What punitive measure will Auckland's health bosses come up with next to try to bully recalcitrant patients into line? Introduce snap fines on oldies who forget to take their morning blood-pressure medication?
Smoking cigarettes is a nasty and unhealthy pastime, but it's not illegal and the new campaign by the Cancer Society, the Auckland Regional Public Health Service and local district health boards to have smoking banned from the city centre, parks, sports grounds, and assorted other public open spaces is totally overboard.
It reminds me of the zealots who lost their fight against the legalisation of prostitution, so regrouped and tried to win their battle by bylaw instead. It took the courts to remind them and their Ma Grundy councillor allies that Parliament was boss.
Likewise, the health crusaders have failed to convince parliamentarians to add tobacco to the list of prohibited drugs, so now they're trying to get their way by stealth.
In my first newsroom - the old Auckland Star - the smoky fug towards the end of the working day infiltrated your eyes and nose and hair and clothes. Chances were, non-smokers like me ended up sharing desk space and a nicotine-encrusted phone with a smoker. Then it was off to the pub for more. The eventual banishing of this filthy habit from the workplace, including bars, restaurants, buses and other indoor public spaces, was a glorious victory for public health and I celebrated.
But then - as now - I had no wish to go for the jugular and ship all those who'd blown smoke over me for years off to re-education camps.
Forcing them out on to the street in the wind and the rain to sneak a fag seemed punishment enough. They were suffering an addiction, after all.
Today's health police are obviously made of sterner stuff. They are pushing Auckland Council to increase the ban on smoking to just about anywhere within the old city walls. Where smokers will be able to have a legal gasp is not clear.
If I were a plot theorist - or fat - I'd be starting to speculate about what other targets the newly emboldened "public health" crusaders had hidden up their sleeves. A round-up of the obese, perhaps? After all, they're as big a drain on the public health purse.

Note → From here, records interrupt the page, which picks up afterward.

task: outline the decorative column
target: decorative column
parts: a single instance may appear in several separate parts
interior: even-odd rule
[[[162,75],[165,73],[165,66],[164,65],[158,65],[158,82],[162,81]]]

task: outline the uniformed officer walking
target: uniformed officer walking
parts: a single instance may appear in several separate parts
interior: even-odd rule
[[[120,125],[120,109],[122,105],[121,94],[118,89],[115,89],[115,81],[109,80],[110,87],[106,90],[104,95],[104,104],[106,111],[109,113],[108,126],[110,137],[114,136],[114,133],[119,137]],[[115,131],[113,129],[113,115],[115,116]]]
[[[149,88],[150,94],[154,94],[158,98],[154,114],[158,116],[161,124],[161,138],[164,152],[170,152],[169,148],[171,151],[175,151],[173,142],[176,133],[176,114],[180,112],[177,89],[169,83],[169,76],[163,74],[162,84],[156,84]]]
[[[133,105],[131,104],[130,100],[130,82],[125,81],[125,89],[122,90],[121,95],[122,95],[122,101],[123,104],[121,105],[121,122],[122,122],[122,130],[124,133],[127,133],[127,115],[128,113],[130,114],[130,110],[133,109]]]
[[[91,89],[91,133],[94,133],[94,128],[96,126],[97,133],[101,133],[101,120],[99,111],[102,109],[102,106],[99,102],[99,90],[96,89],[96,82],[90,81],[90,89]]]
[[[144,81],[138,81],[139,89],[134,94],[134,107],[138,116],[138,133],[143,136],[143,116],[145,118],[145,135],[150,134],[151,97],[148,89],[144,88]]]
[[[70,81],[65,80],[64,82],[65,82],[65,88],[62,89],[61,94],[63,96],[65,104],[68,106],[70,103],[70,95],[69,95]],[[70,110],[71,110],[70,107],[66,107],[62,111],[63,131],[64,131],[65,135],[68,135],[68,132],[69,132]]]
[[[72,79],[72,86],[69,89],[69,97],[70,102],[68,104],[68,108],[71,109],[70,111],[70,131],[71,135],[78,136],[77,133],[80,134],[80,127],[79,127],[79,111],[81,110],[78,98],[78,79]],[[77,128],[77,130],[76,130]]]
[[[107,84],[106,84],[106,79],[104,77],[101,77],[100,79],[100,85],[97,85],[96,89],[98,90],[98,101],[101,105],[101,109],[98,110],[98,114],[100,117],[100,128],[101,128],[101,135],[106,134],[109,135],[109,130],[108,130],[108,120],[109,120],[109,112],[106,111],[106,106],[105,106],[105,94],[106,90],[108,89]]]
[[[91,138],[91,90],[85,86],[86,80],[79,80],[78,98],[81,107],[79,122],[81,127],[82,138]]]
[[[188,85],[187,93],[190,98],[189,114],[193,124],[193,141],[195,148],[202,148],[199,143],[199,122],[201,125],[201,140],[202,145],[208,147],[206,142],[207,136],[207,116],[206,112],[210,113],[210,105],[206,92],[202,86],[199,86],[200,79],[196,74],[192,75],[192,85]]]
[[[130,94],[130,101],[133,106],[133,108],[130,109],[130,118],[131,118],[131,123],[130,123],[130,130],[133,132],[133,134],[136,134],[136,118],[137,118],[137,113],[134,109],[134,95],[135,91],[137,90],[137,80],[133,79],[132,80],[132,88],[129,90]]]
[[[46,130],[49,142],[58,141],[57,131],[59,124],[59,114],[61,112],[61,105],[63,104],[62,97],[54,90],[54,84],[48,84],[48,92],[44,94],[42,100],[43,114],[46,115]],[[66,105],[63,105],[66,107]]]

Tracking down the comparative figures is difficult. In 2004 the Cancer Society claimed the cost of smoking-related health care to the taxpayer was about $250 million a year, while the anti-smoking group Ash put the "tangible cost of smoking" in 2005 at $1.7 billion.
In 2006, Prime Minister Helen Clark labelled obesity and tobacco "these two major killers" at a World Health Organisation conference in Auckland.
She told delegates "obesity is a time bomb for New Zealand and the Pacific", estimating it was costing the health budget $303 million a year.
In 2009 a report put the cost at $900 million - heading for the top end of smoking health costs.
The number of victims are similar, with about 21 per cent of adult Kiwis regular smokers and 27 per cent of us clinically obese.
Today the talk is of banishing smokers from Queen St, but what about next week? Cleansing the city of recidivist fatties with weigh-ins outside Smith & Caughey's and the Britomart station and spot fines for anyone drinking sugar-laden Coke in public?
They say it's to protect children from second-hand smoke and preventing copycat behaviour. One suspects the biggest risk of both occurring is in the family home, which doesn't seem to be included in the present proposal. As for encouraging new smokers by example, it's hard to imagine the furtive, addiction-driven smoking you see behind bus shelters and work entrances these days as something teens would see as sexy.
Smokers now tend to be apologetic about their addiction. Hounding them further is just vindictive.